For some AI companies, that could mean major product changes. Health-related features have become a growth area because they create new reasons for consumers and organizations to pay for premium services. But that same trend increases regulatory exposure if the information involved is highly sensitive.

Companies that want to build trust in healthcare will likely need to demonstrate that they can do more than offer flashy tools. They will have to prove they can handle data responsibly.

Why consumers should pay attention

For ordinary users, the issue is straightforward: what you tell a chatbot may not stay inside a private conversation unless the law says it must. That is especially concerning when the subject is a medical condition, a therapy note, a scan, or a clue about where a person has been.

Many people are likely to assume that a chatbot behaves more like a doctor’s office than an ad-supported platform. In reality, the privacy rules may be far looser.

The proposed legislation seeks to correct that mismatch between expectation and reality. It would not solve every risk associated with AI, but it would make one thing clearer: companies should not be allowed to turn Americans’ health and location information into inventory for sale.

Timeline of the bill and the AI privacy shift

Date Development
June 2022 Original Health and Location Data Protection Act introduced
January 2026 Major AI health-use announcements from xAI, OpenAI, and Anthropic
Coming weeks Warren and Scanlon plan to unveil the updated bill
After enactment FTC would have 180 days to issue implementing rules

The broader significance

The debate over this bill is not really just about one class of data or one family of technologies. It is about whether American privacy law can adapt fast enough to a market in which AI tools are becoming the place where people reveal their most personal information.

If health data is now being entered into chatbots, the legal system has to answer a new question: who controls that information after it is shared?

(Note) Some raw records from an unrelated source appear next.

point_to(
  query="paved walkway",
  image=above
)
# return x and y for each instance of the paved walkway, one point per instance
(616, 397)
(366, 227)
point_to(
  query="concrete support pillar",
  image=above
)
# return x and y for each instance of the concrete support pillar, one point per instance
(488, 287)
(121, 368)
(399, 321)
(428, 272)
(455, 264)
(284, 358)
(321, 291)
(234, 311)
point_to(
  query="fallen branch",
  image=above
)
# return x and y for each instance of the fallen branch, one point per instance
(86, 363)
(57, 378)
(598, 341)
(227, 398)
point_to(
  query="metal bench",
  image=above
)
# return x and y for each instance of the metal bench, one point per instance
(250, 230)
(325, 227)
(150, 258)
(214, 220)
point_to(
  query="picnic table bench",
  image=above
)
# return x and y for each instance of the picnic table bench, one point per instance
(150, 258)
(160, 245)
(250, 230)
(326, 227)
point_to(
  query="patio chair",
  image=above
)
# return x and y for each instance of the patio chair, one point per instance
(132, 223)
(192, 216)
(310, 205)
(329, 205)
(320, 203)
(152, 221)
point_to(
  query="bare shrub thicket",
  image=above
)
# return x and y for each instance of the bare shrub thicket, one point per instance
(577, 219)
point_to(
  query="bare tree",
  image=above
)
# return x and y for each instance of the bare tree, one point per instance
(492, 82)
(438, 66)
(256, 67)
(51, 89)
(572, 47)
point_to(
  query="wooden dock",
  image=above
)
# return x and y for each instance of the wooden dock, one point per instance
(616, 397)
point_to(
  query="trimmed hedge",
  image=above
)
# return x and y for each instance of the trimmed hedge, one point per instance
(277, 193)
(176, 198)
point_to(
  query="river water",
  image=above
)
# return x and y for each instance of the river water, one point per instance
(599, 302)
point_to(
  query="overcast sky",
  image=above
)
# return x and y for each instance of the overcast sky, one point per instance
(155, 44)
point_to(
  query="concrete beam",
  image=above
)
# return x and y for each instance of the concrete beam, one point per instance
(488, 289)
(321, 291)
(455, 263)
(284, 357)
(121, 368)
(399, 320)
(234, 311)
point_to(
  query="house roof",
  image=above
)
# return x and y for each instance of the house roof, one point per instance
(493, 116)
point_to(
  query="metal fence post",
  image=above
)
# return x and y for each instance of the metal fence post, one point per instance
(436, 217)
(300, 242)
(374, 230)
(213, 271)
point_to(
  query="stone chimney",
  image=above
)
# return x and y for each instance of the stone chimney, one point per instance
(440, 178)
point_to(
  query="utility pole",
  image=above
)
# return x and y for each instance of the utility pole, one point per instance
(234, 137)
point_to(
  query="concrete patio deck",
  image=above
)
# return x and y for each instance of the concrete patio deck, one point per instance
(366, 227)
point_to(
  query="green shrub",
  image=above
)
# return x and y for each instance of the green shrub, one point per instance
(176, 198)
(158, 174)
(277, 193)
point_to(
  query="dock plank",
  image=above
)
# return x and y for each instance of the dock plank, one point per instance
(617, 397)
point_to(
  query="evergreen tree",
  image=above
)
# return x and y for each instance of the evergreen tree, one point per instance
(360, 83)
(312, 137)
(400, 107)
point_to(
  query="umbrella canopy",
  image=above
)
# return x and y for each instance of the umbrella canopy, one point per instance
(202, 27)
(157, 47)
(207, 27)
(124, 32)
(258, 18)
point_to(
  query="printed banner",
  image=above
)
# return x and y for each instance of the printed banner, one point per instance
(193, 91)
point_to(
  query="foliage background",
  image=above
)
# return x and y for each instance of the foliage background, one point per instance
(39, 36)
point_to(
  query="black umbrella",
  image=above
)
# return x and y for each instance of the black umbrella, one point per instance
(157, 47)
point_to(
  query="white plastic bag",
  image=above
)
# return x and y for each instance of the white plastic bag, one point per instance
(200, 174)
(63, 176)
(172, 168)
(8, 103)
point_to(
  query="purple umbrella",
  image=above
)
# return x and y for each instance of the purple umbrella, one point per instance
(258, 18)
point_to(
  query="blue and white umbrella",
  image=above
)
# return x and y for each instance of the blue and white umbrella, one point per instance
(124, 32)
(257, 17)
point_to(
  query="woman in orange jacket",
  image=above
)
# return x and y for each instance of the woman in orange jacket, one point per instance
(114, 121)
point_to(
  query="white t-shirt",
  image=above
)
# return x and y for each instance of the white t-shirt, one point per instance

Lawmakers backing the bill are arguing that the answer should not be “whoever can profit most from it.” They want a rule that treats health and location data as categories deserving stricter protection, regardless of whether they are collected through a website form, a mobile app, or a conversation with an AI assistant.

That could make the proposal one of the clearest early attempts in Washington to regulate the privacy risks specific to generative AI rather than treating them as an extension of older internet problems. As the industry keeps pushing into healthcare, that distinction may matter more with each passing month.

For now, the message from Capitol Hill is simple: if AI companies want to handle medical and location data, they may soon have to do it under much tougher rules.